June 8, 2023
SportsTalk With AJROK

Melo, LeBron, D.Wade & CP3 Address Police, Race Relations at ESPYs

Rate Article

Los Angeles, CA. — The opening segment of the 2016 Espy Awards kicked off with New York Knicks forward, Carmelo Anthony, NBA Champ & Finals MVP LeBron James, Dwayne Wade and Chris Paul opening with a call to action regarding police reform and gun violence, Wednesday night.

The NBA superstars took the stage together at the Microsoft Theatre in Los Angeles, California to denounce the rampant police brutality in Black communities at the 2016 ESPYs. The pro-ballers addressed the viral videos from last week depicting Louisiana man Alton Sterling and Minnesota’s Philando Castile being killed by cops during arrests.

“The system is broken, the problems are not new, the violence is not new, and the racial divide definitely is not new, but the urgency for change is definitely at an all-time high,” the New York Knick’s Carmelo Anthony opens.

Then Los Angeles Clippers’ point guard Chris Paul reminds the audience that activism and sports has always gone hand-in-hand.

“Generations ago, legends like Jesse Owens, Jackie Robinson, Muhammad Ali, John Carlos and Tommie Smith, Kareem Abdul-Jabbar, Jim Brown, Billie Jean King, Arthur Ashe and countless others, they set a model for what athletes should stand for,” Paul says. “So we choose to follow in their footsteps.”

The newest member of the Chicago Bulls, Dwayne Wade, demands change:

“The racial profiling has to stop. The shoot-to-kill mentality has to stop. Not seeing the value of Black and brown bodies has to stop. But also the retaliation has to stop. The endless gun violence in places like Chicago, Dallas, not to mention Orlando, it has to stop. Enough. Enough is enough.”

King James who led The Cav’s to the city of Cleveland’s first championship since 1964, was the last of the four friends to speak. Each has decried the country’s recent history of police violence toward African-Americans in their own way in the past, and their speech Wednesday was tilted far more toward decrying the killing of blacks. But they also took great care to denounce the killing of police officers and called for retaliatory shootings to stop.

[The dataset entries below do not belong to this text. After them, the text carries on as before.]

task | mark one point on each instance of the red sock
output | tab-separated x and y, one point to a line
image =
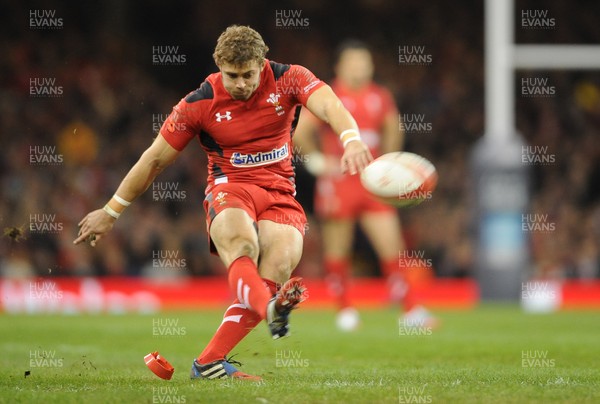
238	321
246	284
338	274
398	285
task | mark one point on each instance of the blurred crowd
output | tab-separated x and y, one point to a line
64	154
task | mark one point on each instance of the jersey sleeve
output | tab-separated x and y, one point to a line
181	125
303	81
388	103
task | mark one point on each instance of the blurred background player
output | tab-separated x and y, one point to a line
341	201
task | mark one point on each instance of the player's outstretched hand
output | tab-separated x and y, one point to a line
93	226
356	157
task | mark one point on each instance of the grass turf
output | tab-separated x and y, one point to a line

“Tonight we’re honoring Muhammad Ali, the GOAT (greatest of all time),” James adds. “But to do his legacy any justice, let’s use this moment as a call to action to all professional athletes to educate ourselves, explore these issues, speak up, use our influence and renounce all violence and, most importantly, go back to our communities, invest our time, our resources, help rebuild them, help strengthen them, help change them. We all have to do better.”

CP3, the self-proclaimed “nephew of a police officer,” listed the names of several victims among the high-profile killings of blacks at the hands at the hands of police, including Tamir Rice, the 14-year-old boy who was shot by Cleveland police in 2014.

LeBron who has led protests of Martin’s death and of Eric Garner’s death by choking at the hands of New York police, was criticized by some for saying little of Rice’s death, even though it was in his home community in Cleveland.

James took to Twitter last week to decry not only the shooting deaths of African-Americans Philando Castile and Alton Sterling, but the Dallas cops as well. He said on Wednesday: “We all feel helpless and frustrated by the violence. We do.

“That’s not acceptable,” James said. “It’s time to look in the mirror and ask ourselves: What are we doing to create change?”

While it wasn’t clear who among James, Anthony, Wade, and Paul brought the others together to take such a stand at the ESPYS. The group did, however, approach ESPN with the idea and ask if it could open the show that way.

The ESPYS are an Oscars-like sports awards show, hosted this year by pro wrestler John Cena. James’ Cleveland Cavaliers were nominated for seven awards and the Cavs won for best sports moment — when they broke the city’s 52-year championship drought by beating the Golden State Warriors in the Finals in June.

The first award winner of the night, Golden State’s Stephen Curry, thanked James, Wade, Paul, and Anthony for their speech.

The NBA superstars’ stand comes on the same day Anthony published an essay for the U.K. newspaper the Guardian. In his essay, Anthony expressed his concern with recent events and seemed to be gearing up to use his Olympic platform in Rio de Janeiro as a stage to discuss police brutality and racial tension in America.